In Defense of the Art History Major
In Defense of the Art History Major
A wealthy investor named Edward Conard has a term for people he thinks aren’t contributing enough to the economy: He calls them “art history majors.”
By the time you read this, Conard will have published Unintended Consequences, his book about the American economy’s ongoing struggles. His argument? That the major culprits include smart, educated people who aren’t doing enough to generate wealth. According to Adam Davidson, who interviewed him for the New York Times, Conard finds fault with everyone who has the brains to slay dragons in business “but who chose instead a less competitive life.”
Conard is suspicious of people not driven by money, people motivated instead by such foofy things as music, art, and history. He is an extreme, and outspoken, example of those who put commerce first. But his assertions echo an undercurrent that runs throughout much of our culture – that art is an extravagance we can afford to think about only after all of the “real” work is done.
You see this warped conviction everywhere. We shoehorn art and music into the elementary school curriculum and cut them first when money gets tight. We shrug when kids abandon their art forms as preteens; we figure it’s time they focused on their math scores anyway. In high school and college, the arts are electives – in other words, optional. In the workforce, those who excel at Excel probably outnumber by 100-to-1 those who know how to draw. And we’re OK with that.
Yet what endures in a civilization is not its spreadsheets and financial instruments but its plays and sculptures, its sonatas and paintings. As John F. Kennedy put it, “Aeschylus and Plato are remembered today long after the triumphs of imperial Athens are gone. Dante outlived the ambitions of 13th-century Florence.” What has power in the long run is the creative stuff. So shouldn’t we invest in the art of our own age? Shouldn’t we appreciate the art of the ages? In their own way, isn’t that what the art history majors of the world are doing?
Money is a funny thing. Central as it is in our culture, it is only a means to an end. The Edward Conards of this country don’t hang financial documents on their walls. Even they see beauty and meaning elsewhere. Money is the middleman, and the real value is in experience, feeling, and art.

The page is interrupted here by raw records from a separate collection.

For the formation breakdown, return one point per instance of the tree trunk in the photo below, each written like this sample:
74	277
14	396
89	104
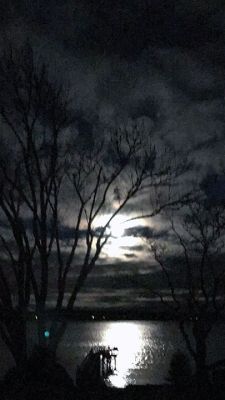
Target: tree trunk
18	334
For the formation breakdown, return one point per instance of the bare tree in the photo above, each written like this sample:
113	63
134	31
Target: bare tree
194	276
52	169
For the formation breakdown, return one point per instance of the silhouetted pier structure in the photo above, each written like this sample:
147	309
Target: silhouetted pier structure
99	363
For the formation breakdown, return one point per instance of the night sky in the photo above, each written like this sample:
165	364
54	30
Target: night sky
161	62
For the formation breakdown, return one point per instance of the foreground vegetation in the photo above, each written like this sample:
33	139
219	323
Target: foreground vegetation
44	378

This issue is chock-full of stories for art and art history lovers – and even for readers who like a little wealth creation. Pearl Fryar taught himself topiary when neighbors intimated they didn’t trust him to keep up his yard; now his garden is enough of a draw that he’s got money left over to fund college scholarships. Natalie Chanin was warned that her clothing line would suffer if she shared her designs and techniques, but when she went open-source, business thrived.
Everyone wants value. But at the end of the day, value comes not from money but from meaning.